Los rumores finalmente se hicieron realidad, y todas las conjeturas y especulaciones de las últimas fechas finalmente se han traducido en la presencia deseada: Rafael Nadal competirá en la fase final de la Copa Davis, que se disputará del 19 al 24 de noviembre en el Estadio Martín. Carpena de ron con pasas. Así lo anunció este lunes el capitán de la selección española, David Ferrer, quien hace unos días había mencionado la posibilidad de que el mallorquín formara parte del bloque que peleará entre los ocho mejores: «¿por qué no?». Quizás pueda estar con nosotros” – y confirmó su presencia en el acto celebrado en la sede del Consejo Superior del Deporte (CSD). Junto al Manacor participarán Carlos Alcaraz, Roberto Bautista, Pablo Carreño y Marcel Granollers. Para empezar, España se enfrentará a Holanda en cuartos de final.
“Hablé con él y ya me había dicho las ganas que tenía de estar ahí si clasificamos, así que una vez que conseguimos el billete, dos días después volvimos a hablar y me reiteró ese deseo. Fue muy fácil porque él era quien quería estar ahí desde el principio», afirmó Ferrer, que tomó las riendas del equipo a finales de 2022. Tres años antes, en 2019, Nadal participó por última vez en una competición en la que Ha ganado cinco veces y en aquella en la que España aspira a obtener su séptima Ensaladera. La última se remonta a aquella última participación de Baleares, una. Hombre davies que ha ganado 29 de los 30 duelos individuales disputados y 8 dobles de 12. Sin saltar al campo desde los Juegos de París en julio, tendrá dos meses para ponerse a tono.

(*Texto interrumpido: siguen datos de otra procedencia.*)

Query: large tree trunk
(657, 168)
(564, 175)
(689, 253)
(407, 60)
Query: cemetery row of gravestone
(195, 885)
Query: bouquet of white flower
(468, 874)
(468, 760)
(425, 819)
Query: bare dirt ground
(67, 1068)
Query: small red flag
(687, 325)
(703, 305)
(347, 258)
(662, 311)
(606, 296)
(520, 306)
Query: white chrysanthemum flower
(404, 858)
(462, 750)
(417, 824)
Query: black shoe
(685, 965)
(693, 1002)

«Es un jugador especial y diferente, que cuando compite es capaz de todo», subrayó Ferrer, confiado en que la presencia del 22 veces campeón de un major será una inyección de adrenalina para un equipo que recientemente superó la fase de grupos con votos con toda su fuerza. Nadal no estuvo presente en la cita de Valencia y tras el desfile olímpico desistió de competir en el US Open y también en la Laver Cup de Berlín. «En este momento mis objetivos para el año han terminado», dijo a principios de este mes en una entrevista con A él Hormiguero. Sin embargo, parece haber cambiado de opinión y pondrá todo su talento, habilidad y polivalencia a disposición de la selección española, pudiendo actuar en solitario, y también con Alcaraz o Granollers (número uno de la especialidad) como compañeros.

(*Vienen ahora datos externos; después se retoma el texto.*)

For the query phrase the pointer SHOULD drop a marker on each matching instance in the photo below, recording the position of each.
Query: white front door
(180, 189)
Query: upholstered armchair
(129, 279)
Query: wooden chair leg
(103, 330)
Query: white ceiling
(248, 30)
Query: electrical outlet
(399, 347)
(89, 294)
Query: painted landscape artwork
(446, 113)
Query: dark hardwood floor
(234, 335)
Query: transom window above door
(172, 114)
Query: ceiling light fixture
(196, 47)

Este año, lo que teóricamente debería haber sido su despedida, las cosas no salieron como él planeaba. Sólo pudo disputar 19 partidos (12 victorias y siete derrotas), pero la final le ofrece una jugosa oportunidad en Málaga, en el marco de una competición que le ilusiona, sin desgaste previo y al abrigo del equipo. Antes del intento de Davis, el 154 del mundo se pondrá a prueba en una exhibición millonaria en Riad (Arabia Saudita), donde se enfrentará a Alcaraz, Novak Djokovic, Jannik Sinner y otras estrellas de la raqueta. “Si quiere estar en Málaga sé que lo hará en todas las condiciones. Es muy honesto en esto», afirmó Ferrer, quien anunció la lista de jugadores convocados acompañado por el presidente de la federación, Miguel Díaz Román, y el director de las Finales de la Davis, Feliciano López.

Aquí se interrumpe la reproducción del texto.